In a statement issued Friday, an interfaith coalition led by Nevada-based Hindu activist Rajan Zed pressed the coffee chain to end the surcharges it called “unethical and unfair.”
“A coffee company should not be in the business of taxing individuals who had chosen the plant-based lifestyle,” said Zed’s statement, which was also signed by Thomas W. Blake, an Episcopal priest; Greek Orthodox clergyman Stephen R. Karcher; Buddhist priest Matthew Fisher; and Jewish rabbi ElizaBeth Webb Beyer. The religious leaders cited many reasons why some Starbucks customers prefer alternatives such as dairy, including ethical concerns, dietary restrictions, animal welfare, lactose intolerance and milk allergies, as well as environmental concerns.

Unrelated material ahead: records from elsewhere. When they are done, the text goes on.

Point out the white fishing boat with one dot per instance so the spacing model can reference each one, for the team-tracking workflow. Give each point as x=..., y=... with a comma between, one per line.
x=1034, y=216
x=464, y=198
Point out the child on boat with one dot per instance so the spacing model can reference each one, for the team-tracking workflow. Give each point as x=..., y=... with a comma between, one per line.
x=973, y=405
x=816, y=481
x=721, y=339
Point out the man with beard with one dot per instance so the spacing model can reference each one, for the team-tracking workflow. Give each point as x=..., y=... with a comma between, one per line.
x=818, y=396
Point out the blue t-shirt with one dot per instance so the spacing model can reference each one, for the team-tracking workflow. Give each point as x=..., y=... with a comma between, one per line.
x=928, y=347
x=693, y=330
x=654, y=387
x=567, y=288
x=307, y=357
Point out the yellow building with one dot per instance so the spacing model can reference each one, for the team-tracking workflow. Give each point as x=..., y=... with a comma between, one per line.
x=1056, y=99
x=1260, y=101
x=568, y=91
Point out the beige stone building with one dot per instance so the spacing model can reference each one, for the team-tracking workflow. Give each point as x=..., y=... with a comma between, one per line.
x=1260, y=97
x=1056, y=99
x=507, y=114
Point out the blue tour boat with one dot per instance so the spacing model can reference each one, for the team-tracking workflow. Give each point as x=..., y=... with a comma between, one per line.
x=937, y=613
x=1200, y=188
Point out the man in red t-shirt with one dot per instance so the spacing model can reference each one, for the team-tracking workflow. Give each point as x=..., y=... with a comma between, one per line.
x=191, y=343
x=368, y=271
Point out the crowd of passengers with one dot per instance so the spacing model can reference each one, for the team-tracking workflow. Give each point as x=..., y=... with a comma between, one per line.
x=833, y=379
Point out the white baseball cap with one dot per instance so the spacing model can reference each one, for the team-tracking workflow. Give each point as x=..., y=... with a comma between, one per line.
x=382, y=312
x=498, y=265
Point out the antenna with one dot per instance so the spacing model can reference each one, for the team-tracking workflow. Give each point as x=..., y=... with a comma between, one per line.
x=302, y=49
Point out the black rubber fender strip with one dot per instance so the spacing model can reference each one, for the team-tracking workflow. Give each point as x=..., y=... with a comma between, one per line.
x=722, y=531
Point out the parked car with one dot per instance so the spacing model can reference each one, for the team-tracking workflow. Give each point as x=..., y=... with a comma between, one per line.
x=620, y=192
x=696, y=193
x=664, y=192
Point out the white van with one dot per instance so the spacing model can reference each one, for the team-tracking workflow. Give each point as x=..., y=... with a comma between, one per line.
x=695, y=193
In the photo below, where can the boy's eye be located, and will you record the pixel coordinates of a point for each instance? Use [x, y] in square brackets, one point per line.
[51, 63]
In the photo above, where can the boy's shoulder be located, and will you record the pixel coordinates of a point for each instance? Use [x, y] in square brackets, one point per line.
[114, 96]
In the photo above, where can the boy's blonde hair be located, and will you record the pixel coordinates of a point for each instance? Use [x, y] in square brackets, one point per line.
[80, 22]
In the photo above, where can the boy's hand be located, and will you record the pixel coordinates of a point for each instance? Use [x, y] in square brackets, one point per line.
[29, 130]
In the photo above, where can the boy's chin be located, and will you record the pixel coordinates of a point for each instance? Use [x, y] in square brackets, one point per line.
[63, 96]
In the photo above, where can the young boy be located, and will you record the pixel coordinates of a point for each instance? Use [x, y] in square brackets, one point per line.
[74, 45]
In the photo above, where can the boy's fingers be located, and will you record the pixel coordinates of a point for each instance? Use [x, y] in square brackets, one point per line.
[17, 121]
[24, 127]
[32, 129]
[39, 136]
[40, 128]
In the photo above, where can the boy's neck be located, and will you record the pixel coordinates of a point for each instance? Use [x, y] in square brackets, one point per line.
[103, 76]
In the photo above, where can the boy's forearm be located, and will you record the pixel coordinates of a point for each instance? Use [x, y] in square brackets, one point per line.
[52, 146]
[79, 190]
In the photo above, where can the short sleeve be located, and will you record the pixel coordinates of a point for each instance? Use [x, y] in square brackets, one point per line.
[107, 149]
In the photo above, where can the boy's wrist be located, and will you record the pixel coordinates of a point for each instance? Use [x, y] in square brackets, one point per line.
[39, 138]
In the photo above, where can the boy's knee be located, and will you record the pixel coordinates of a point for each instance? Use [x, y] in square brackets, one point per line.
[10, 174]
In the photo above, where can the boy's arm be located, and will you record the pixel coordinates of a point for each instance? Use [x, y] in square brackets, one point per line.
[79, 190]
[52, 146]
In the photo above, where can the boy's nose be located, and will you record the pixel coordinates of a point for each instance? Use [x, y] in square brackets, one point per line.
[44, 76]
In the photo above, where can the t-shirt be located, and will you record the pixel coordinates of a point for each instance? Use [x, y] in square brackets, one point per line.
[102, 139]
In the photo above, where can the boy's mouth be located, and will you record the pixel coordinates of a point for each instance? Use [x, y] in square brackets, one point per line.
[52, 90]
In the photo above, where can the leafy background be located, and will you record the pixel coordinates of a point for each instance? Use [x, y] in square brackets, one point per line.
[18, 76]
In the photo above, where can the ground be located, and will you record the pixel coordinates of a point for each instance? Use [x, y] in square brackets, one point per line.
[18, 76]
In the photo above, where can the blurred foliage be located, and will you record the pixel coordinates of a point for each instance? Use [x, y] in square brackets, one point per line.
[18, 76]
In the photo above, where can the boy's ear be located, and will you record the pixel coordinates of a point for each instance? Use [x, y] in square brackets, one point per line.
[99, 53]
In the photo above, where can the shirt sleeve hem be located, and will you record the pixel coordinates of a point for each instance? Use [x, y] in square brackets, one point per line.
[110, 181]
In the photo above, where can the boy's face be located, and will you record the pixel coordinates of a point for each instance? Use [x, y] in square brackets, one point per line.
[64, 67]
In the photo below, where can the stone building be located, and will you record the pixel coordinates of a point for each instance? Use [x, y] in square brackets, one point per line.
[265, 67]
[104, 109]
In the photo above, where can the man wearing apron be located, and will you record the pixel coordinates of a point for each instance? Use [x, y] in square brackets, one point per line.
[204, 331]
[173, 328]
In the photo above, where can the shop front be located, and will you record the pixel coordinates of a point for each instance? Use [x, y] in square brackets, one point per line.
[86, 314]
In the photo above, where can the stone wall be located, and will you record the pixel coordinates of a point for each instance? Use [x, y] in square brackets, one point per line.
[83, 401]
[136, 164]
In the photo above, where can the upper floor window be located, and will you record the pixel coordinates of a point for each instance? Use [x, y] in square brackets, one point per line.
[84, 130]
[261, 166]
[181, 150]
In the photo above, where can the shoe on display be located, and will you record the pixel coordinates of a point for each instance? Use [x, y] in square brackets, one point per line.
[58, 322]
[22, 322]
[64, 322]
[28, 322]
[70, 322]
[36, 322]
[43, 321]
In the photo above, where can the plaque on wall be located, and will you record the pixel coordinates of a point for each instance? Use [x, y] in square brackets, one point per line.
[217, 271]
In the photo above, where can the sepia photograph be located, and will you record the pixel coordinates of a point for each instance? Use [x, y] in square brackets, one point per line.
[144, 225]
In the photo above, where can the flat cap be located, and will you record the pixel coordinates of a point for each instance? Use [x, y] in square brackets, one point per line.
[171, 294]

Those who desire plant-based milk shouldn’t have to pay more. They called on Howard Schultz, the CEO of the Seattle-based company, and Mellody Hobson, the board chair, to immediately remove the surcharge.
Starbucks outlets in the United States typically charge 50 cents to a dollar more for drinks made with plant-based milks.
Starbucks doesn’t charge for a splash of nondairy milk, including soy milk, coconut milk, almond milk and oat milk, though it does levy a surcharge for customized beverages made largely with those substitutes, spokesperson Megan Adams told The Associated Press. This is not the first time that Starbucks’ surcharge has upset the public. James Cromwell, actor and activist, glued his hand to the counter at a Starbucks in New York City on Tuesday to protest the practice.
Cromwell, 81, later used a knife to scrape it off. According to police, there were no arrests.